指輪の材質を表す刻印

指輪などジュエリーの内側に、ポチッと入っている刻印。ライオンや王冠のマークや数字の入ったものや、様々なものがありますが、これを総称してホールマークと呼んでいます。もともとは、金や銀などの偽造を防ぐために、1300年頃、イギリス政府からロンドンの金銀細工業者ゴールドスミス社が貴金属を検定し、刻印する特典が与えられ、この検定マークをホールマークといったのが始まりです。

日本では、現在財務省(旧大蔵省)造幣局に依頼して、貴金属製品の品位試験を行い、この試験に合格したものに、造幣局で証明記号を打刻してその品位を証明してもらいます。※このホール・マークは、メーカーや工房では打刻できません。


材質別の刻印

ゴールドの刻印

K18とは18金の意味です。
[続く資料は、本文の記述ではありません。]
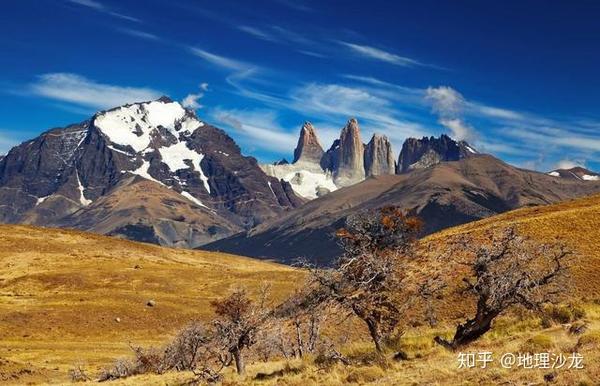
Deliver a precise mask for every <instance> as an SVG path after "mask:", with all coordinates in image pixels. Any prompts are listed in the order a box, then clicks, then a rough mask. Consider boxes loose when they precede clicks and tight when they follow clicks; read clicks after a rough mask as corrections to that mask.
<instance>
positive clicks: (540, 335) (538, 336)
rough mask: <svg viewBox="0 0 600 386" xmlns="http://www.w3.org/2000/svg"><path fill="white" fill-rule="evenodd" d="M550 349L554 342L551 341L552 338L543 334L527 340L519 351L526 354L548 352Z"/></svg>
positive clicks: (532, 337) (537, 335)
mask: <svg viewBox="0 0 600 386" xmlns="http://www.w3.org/2000/svg"><path fill="white" fill-rule="evenodd" d="M552 348H554V342H553V341H552V338H551V337H549V336H548V335H544V334H539V335H536V336H534V337H532V338H529V339H528V340H527V341H526V342H525V343H523V344H522V345H521V351H522V352H528V353H535V352H542V351H549V350H550V349H552Z"/></svg>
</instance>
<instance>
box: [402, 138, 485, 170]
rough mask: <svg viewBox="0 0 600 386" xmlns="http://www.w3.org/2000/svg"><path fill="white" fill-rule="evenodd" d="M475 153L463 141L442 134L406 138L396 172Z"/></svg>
mask: <svg viewBox="0 0 600 386" xmlns="http://www.w3.org/2000/svg"><path fill="white" fill-rule="evenodd" d="M475 154H477V151H476V150H475V149H473V148H472V147H471V146H469V144H468V143H467V142H465V141H455V140H453V139H452V138H450V137H449V136H447V135H445V134H442V135H441V136H440V137H439V138H435V137H423V138H421V139H417V138H408V139H407V140H406V141H404V144H402V151H401V152H400V157H399V159H398V168H397V171H396V172H397V173H398V174H401V173H406V172H408V171H411V170H415V169H425V168H429V167H431V166H433V165H436V164H438V163H440V162H447V161H458V160H461V159H463V158H467V157H471V156H473V155H475Z"/></svg>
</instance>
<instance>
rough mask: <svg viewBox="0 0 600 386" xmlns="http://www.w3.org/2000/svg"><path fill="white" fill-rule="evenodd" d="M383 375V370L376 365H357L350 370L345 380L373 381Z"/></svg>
mask: <svg viewBox="0 0 600 386" xmlns="http://www.w3.org/2000/svg"><path fill="white" fill-rule="evenodd" d="M384 375H385V372H384V371H383V370H382V369H381V367H378V366H368V367H357V368H354V369H352V370H351V371H350V374H348V376H347V377H346V382H349V383H358V384H364V383H368V382H374V381H376V380H378V379H380V378H382V377H383V376H384Z"/></svg>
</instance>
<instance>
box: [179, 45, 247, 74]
mask: <svg viewBox="0 0 600 386" xmlns="http://www.w3.org/2000/svg"><path fill="white" fill-rule="evenodd" d="M190 51H191V53H192V54H194V55H196V56H198V57H200V58H202V59H204V60H205V61H207V62H209V63H211V64H214V65H217V66H219V67H223V68H226V69H228V70H234V71H244V70H248V69H251V68H252V66H251V65H249V64H247V63H244V62H242V61H239V60H235V59H230V58H227V57H225V56H221V55H216V54H213V53H211V52H208V51H206V50H203V49H200V48H196V47H191V48H190Z"/></svg>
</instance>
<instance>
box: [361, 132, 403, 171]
mask: <svg viewBox="0 0 600 386" xmlns="http://www.w3.org/2000/svg"><path fill="white" fill-rule="evenodd" d="M395 173H396V161H395V157H394V152H393V150H392V144H391V143H390V141H389V140H388V138H387V137H386V136H385V135H381V134H373V137H372V138H371V141H370V142H369V143H368V144H367V146H366V148H365V175H366V176H367V177H370V176H380V175H385V174H395Z"/></svg>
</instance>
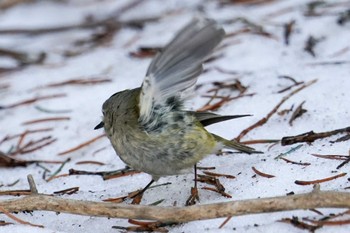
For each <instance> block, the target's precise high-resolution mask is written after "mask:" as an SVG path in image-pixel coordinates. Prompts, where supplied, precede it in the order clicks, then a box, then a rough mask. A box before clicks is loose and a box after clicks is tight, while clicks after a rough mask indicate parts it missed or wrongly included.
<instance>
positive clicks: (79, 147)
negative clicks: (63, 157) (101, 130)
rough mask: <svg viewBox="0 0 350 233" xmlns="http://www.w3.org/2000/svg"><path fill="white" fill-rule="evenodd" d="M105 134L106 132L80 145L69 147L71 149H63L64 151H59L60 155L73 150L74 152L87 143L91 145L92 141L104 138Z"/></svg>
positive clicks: (92, 141) (86, 145)
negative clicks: (61, 151)
mask: <svg viewBox="0 0 350 233" xmlns="http://www.w3.org/2000/svg"><path fill="white" fill-rule="evenodd" d="M104 136H106V135H105V134H102V135H100V136H97V137H95V138H93V139H90V140H89V141H87V142H84V143H82V144H80V145H78V146H75V147H73V148H71V149H69V150H66V151H62V152H60V153H58V155H66V154H69V153H72V152H74V151H77V150H79V149H80V148H82V147H84V146H87V145H90V144H91V143H93V142H95V141H97V140H98V139H100V138H103V137H104Z"/></svg>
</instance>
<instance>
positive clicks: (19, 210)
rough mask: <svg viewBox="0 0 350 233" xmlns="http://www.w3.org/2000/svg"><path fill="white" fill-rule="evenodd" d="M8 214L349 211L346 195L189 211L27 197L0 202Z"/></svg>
mask: <svg viewBox="0 0 350 233" xmlns="http://www.w3.org/2000/svg"><path fill="white" fill-rule="evenodd" d="M0 206H2V207H3V208H4V209H6V210H7V211H8V212H20V211H24V210H26V211H34V210H45V211H54V212H64V213H70V214H79V215H87V216H99V217H110V218H127V219H130V218H135V219H144V220H147V219H148V220H158V221H161V222H189V221H195V220H202V219H213V218H221V217H228V216H240V215H247V214H257V213H267V212H276V211H287V210H296V209H312V208H350V193H349V192H334V191H319V190H316V191H314V192H312V193H306V194H297V195H290V196H279V197H271V198H259V199H249V200H241V201H237V200H235V201H230V202H223V203H213V204H206V205H193V206H188V207H173V206H171V207H159V206H142V205H126V204H114V203H101V202H93V201H80V200H72V199H64V198H60V197H54V196H48V195H44V194H37V195H29V196H26V197H23V198H16V199H10V200H1V201H0Z"/></svg>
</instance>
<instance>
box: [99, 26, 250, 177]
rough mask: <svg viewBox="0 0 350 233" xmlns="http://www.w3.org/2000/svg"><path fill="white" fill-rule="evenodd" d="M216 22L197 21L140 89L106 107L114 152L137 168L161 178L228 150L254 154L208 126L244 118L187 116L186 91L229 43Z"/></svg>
mask: <svg viewBox="0 0 350 233" xmlns="http://www.w3.org/2000/svg"><path fill="white" fill-rule="evenodd" d="M223 37H224V31H223V29H222V28H221V27H220V26H218V25H217V24H216V23H215V21H213V20H209V19H200V20H198V19H197V20H194V21H192V22H191V23H190V24H188V25H187V26H186V27H185V28H184V29H182V30H181V31H180V32H179V33H178V34H177V35H176V36H175V38H174V39H173V40H172V41H171V42H170V43H169V44H168V45H167V46H166V47H165V48H164V50H163V51H162V52H161V53H159V54H158V55H157V56H156V57H155V58H154V59H153V61H152V63H151V65H150V67H149V68H148V71H147V74H146V77H145V79H144V81H143V83H142V86H141V87H140V88H135V89H132V90H124V91H121V92H118V93H116V94H114V95H112V96H111V97H110V98H109V99H108V100H106V101H105V103H104V104H103V107H102V112H103V122H102V123H101V124H99V125H98V126H97V127H96V128H100V127H102V126H103V127H104V129H105V131H106V134H107V136H108V138H109V139H110V141H111V143H112V145H113V148H114V149H115V151H116V153H117V154H118V155H119V157H120V158H121V159H122V160H123V161H124V162H125V163H126V164H127V165H128V166H129V167H131V168H133V169H135V170H139V171H143V172H146V173H148V174H150V175H152V177H153V180H157V179H158V178H159V177H161V176H168V175H175V174H180V173H183V172H186V171H188V169H189V168H191V167H193V165H195V164H196V163H197V162H198V161H200V160H201V159H203V158H204V157H205V156H207V155H209V154H212V153H215V152H217V151H218V150H220V149H222V148H230V149H236V150H239V151H242V152H245V153H255V152H257V151H255V150H254V149H252V148H250V147H247V146H245V145H242V144H240V143H238V142H235V141H228V140H226V139H224V138H222V137H220V136H218V135H215V134H211V133H209V132H208V131H207V130H206V129H205V128H204V126H207V125H210V124H214V123H217V122H220V121H224V120H229V119H233V118H237V117H242V116H246V115H238V116H220V115H217V114H214V113H208V112H193V111H186V110H185V109H184V107H183V101H184V98H183V96H182V95H181V93H182V91H184V90H186V89H188V88H190V87H191V86H193V85H194V84H195V83H196V81H197V77H198V75H199V74H200V73H201V71H202V62H203V59H205V58H206V57H207V56H208V55H209V54H210V53H211V52H212V50H213V49H214V48H215V46H216V45H217V44H218V43H219V42H220V41H221V40H222V39H223Z"/></svg>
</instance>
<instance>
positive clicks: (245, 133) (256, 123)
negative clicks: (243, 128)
mask: <svg viewBox="0 0 350 233" xmlns="http://www.w3.org/2000/svg"><path fill="white" fill-rule="evenodd" d="M316 81H317V79H315V80H312V81H310V82H308V83H305V84H304V85H302V86H301V87H299V88H298V89H296V90H294V91H292V92H291V93H289V94H288V95H286V96H285V97H283V98H282V100H281V101H280V102H279V103H278V104H277V105H276V106H275V107H274V108H273V109H272V110H271V111H270V112H269V113H268V114H267V116H266V117H264V118H262V119H261V120H259V121H258V122H256V123H255V124H253V125H252V126H250V127H248V128H247V129H245V130H243V131H242V132H241V133H240V134H239V135H238V136H237V137H236V140H237V141H240V140H241V139H242V138H243V137H244V136H245V135H246V134H247V133H249V132H250V131H252V130H253V129H255V128H257V127H259V126H262V125H263V124H265V123H266V122H267V121H268V120H269V119H270V118H271V117H272V115H273V114H274V113H276V112H277V110H278V108H279V107H280V106H281V105H282V104H283V103H284V102H286V101H287V100H288V99H289V98H290V97H292V96H293V95H295V94H296V93H298V92H299V91H301V90H303V89H304V88H306V87H308V86H310V85H312V84H314V83H315V82H316Z"/></svg>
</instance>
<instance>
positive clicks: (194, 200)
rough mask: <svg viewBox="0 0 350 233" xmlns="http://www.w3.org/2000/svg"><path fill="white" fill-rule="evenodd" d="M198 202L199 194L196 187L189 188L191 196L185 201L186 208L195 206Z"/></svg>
mask: <svg viewBox="0 0 350 233" xmlns="http://www.w3.org/2000/svg"><path fill="white" fill-rule="evenodd" d="M197 201H199V194H198V189H197V187H192V188H191V195H190V196H189V198H188V199H187V201H186V206H190V205H195V204H196V203H197Z"/></svg>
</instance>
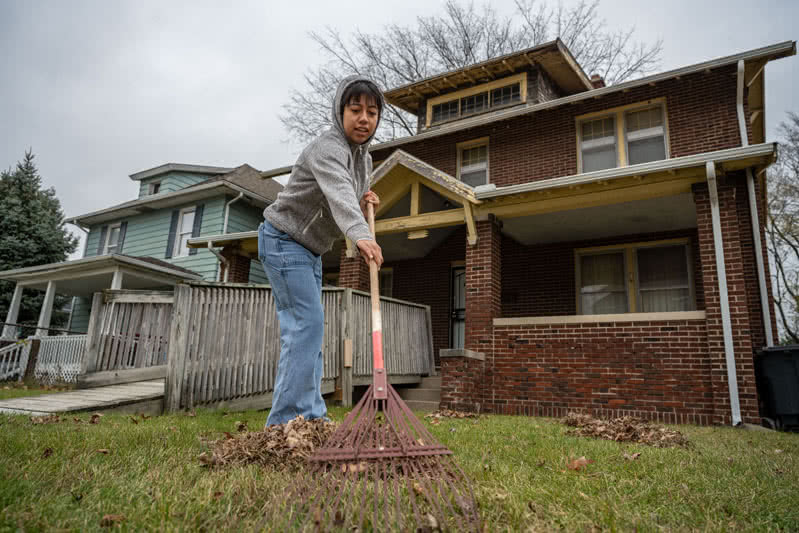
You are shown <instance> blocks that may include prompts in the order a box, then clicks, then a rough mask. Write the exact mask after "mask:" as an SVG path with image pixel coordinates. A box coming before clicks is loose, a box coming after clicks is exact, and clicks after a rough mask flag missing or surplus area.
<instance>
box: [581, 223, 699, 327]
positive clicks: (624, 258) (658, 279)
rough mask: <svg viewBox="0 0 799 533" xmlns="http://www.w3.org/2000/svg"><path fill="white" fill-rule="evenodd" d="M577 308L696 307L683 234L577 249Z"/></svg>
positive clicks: (695, 308)
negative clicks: (670, 236)
mask: <svg viewBox="0 0 799 533" xmlns="http://www.w3.org/2000/svg"><path fill="white" fill-rule="evenodd" d="M575 253H576V261H575V264H576V269H577V273H576V279H577V294H578V302H577V306H578V308H577V313H578V314H582V315H604V314H616V313H628V312H632V313H662V312H671V311H693V310H695V309H696V304H695V288H694V282H693V276H692V268H691V253H690V246H689V242H688V240H687V239H674V240H670V241H660V242H654V243H634V244H628V245H623V246H608V247H600V248H589V249H582V250H577V251H576V252H575Z"/></svg>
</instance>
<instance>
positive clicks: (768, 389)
mask: <svg viewBox="0 0 799 533" xmlns="http://www.w3.org/2000/svg"><path fill="white" fill-rule="evenodd" d="M755 376H756V378H757V393H758V395H759V396H760V399H761V406H762V411H763V412H762V415H763V416H766V417H768V418H769V419H771V420H773V421H774V422H775V425H776V426H777V429H788V428H791V427H799V344H790V345H787V346H773V347H771V348H763V349H762V350H761V351H760V352H759V353H758V357H757V359H756V361H755Z"/></svg>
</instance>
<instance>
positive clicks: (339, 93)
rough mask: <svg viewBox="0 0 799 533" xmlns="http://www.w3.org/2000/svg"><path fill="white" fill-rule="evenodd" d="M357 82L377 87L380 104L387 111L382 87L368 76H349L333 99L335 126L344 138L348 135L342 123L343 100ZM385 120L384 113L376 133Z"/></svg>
mask: <svg viewBox="0 0 799 533" xmlns="http://www.w3.org/2000/svg"><path fill="white" fill-rule="evenodd" d="M356 81H365V82H367V83H371V84H372V85H374V86H375V87H377V94H379V95H380V102H381V104H382V106H381V107H382V109H383V112H385V110H386V101H385V100H384V99H383V91H381V90H380V86H379V85H377V84H376V83H375V82H374V81H372V80H371V79H370V78H367V77H366V76H360V75H353V76H347V77H346V78H344V79H343V80H341V82H340V83H339V84H338V89H336V96H334V97H333V106H332V107H333V125H334V127H335V128H336V131H338V132H339V133H340V134H341V135H343V136H344V138H345V139H346V138H347V134H346V133H344V124H343V123H342V121H341V111H342V108H343V106H344V102H342V101H341V99H342V98H343V97H344V92H345V91H346V90H347V87H349V86H350V85H352V84H353V83H355V82H356ZM382 118H383V113H380V116H379V117H377V126H375V133H377V128H378V127H379V126H380V119H382ZM375 133H372V135H371V137H369V138H368V139H367V140H366V142H365V143H363V145H362V146H368V145H369V143H370V142H372V139H374V136H375Z"/></svg>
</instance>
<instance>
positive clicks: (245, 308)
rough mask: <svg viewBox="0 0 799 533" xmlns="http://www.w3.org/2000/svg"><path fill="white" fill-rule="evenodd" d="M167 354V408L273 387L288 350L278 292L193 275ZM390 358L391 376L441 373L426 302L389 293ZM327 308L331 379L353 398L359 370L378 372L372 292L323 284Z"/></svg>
mask: <svg viewBox="0 0 799 533" xmlns="http://www.w3.org/2000/svg"><path fill="white" fill-rule="evenodd" d="M174 294H175V300H174V312H173V319H172V330H171V335H170V338H169V355H168V357H167V362H168V363H167V364H168V368H167V379H166V389H165V398H164V407H165V409H166V410H167V411H174V410H177V409H181V408H187V409H191V408H194V407H195V406H198V405H203V404H206V405H207V404H214V403H218V402H222V401H231V400H235V399H240V398H242V397H248V396H254V395H264V394H269V393H271V391H272V390H273V387H274V378H275V373H276V370H277V361H278V358H279V355H280V333H279V327H278V321H277V313H276V311H275V307H274V302H273V298H272V291H271V289H270V288H269V287H267V286H262V285H236V284H218V283H208V282H190V283H188V284H185V285H179V286H177V287H176V288H175V293H174ZM381 302H382V310H383V313H384V318H383V324H384V341H383V345H384V351H385V354H384V358H385V363H386V369H387V371H388V373H389V376H391V375H397V374H416V375H421V374H429V375H432V374H434V372H435V367H434V359H433V344H432V334H431V324H430V309H429V308H428V307H426V306H422V305H418V304H413V303H410V302H403V301H400V300H394V299H391V298H384V299H381ZM322 304H323V306H324V310H325V334H324V340H323V345H322V353H323V355H324V358H325V361H324V368H325V370H324V376H323V379H324V380H325V381H326V382H327V383H328V384H332V382H333V381H335V380H338V385H339V387H340V388H341V389H342V390H343V399H344V403H345V404H348V403H351V401H352V384H353V374H354V375H356V376H358V375H364V376H365V375H370V374H371V357H372V355H371V314H370V308H369V295H368V294H367V293H363V292H360V291H353V290H351V289H338V288H330V289H327V288H326V289H323V291H322Z"/></svg>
K18の「K」はKaratの略号です。

K18刻印
Karat(カラット)とは、宝石の質量単位、または金の純度を示す単位です。日本では、金の純度を表すのに、K18やK24などと刻印されることが多いですが、ヨーロッパでは金の品位を千分率で表記することが多く、750や1000などと刻印が入っています。

写真の指輪はk18のイエローゴールドですが、ピンク色のピンクゴールドや銀色のホワイトゴールドなどもk18やK20など、様々な金純度のゴールド製品があります。

日本では、K18と刻印されることが多いですが、海外では18Kと表示されることが多いようです。どちらも同じ金純度75%を表しています。 K18のほかに、K24、K22、K20、K14、K10などの、金合金製品が市場で販売されています。



プラチナの刻印

プラチナの指輪やプラチナ製品は、その素材の違いによってPt950、Pt900、Pt850などがあります。

プラチナ刻印
これはプラチナ製品に含まれるプラチナの純度の違いです。プラチナは1000分率で表されていますので、Pt950は95%のプラチナと5%の他の金属、Pt900は90%のプラチナと10%の他の金属、Pt850は85%のプラチナと他の金属が含まれているということです。

プラチナはやわらかくて伸びやすい性質を持っています。そのためジュエリーなどの製品にすると キズつきやすく、変形してしまいます。また加工がしにくいので、製品化が難しいのです。 そのため、加工や成型の際に曲がったり伸びたりしないように、プラチナ以外の金属を加えて、硬度や強度、粘性を高めています。

最近では、Pt1000という純度100%のプラチナ製品も登場していますが、指輪にPt1000を使うと、 サイズ直しができなくなる可能性がありますので(Pt1000を加工できるお店が少ないため)、購入する時に 注意が必要です。 プラチナとして価値は、Pt1000でもPt950やPt900でもあまり変わらないので、プラチナの 指輪を購入する方は、加工しやすく、強度のあるPt950やPt900を選ばれることをオススメします。



シルバーの刻印

「SILVER」、「STERLING SILVER」、「SV」、「925」、「SV950」などシルバーの含有率を表します。

silver刻印
1999年にイギリスのホールマーク制度はその純度を千分率で表記し、新たに800と999という基準が設けられ、それまでの刻印は任意で打たれることと改正されました。

現在の、ティファニーやジョージ・ジェンセンなど、シルバー製品をみてみると、「925」や「SILVER」と刻印されています。しかし、年代の古いアンテークの銀製品をみると、様々なホールマークが打たれてあるのが分かります。

シルバーアクセサリーを単に装飾品としてだけ見るのじゃなく、いつどこで作られたのを、想像しながら見るのも楽しいものではないでしょうか。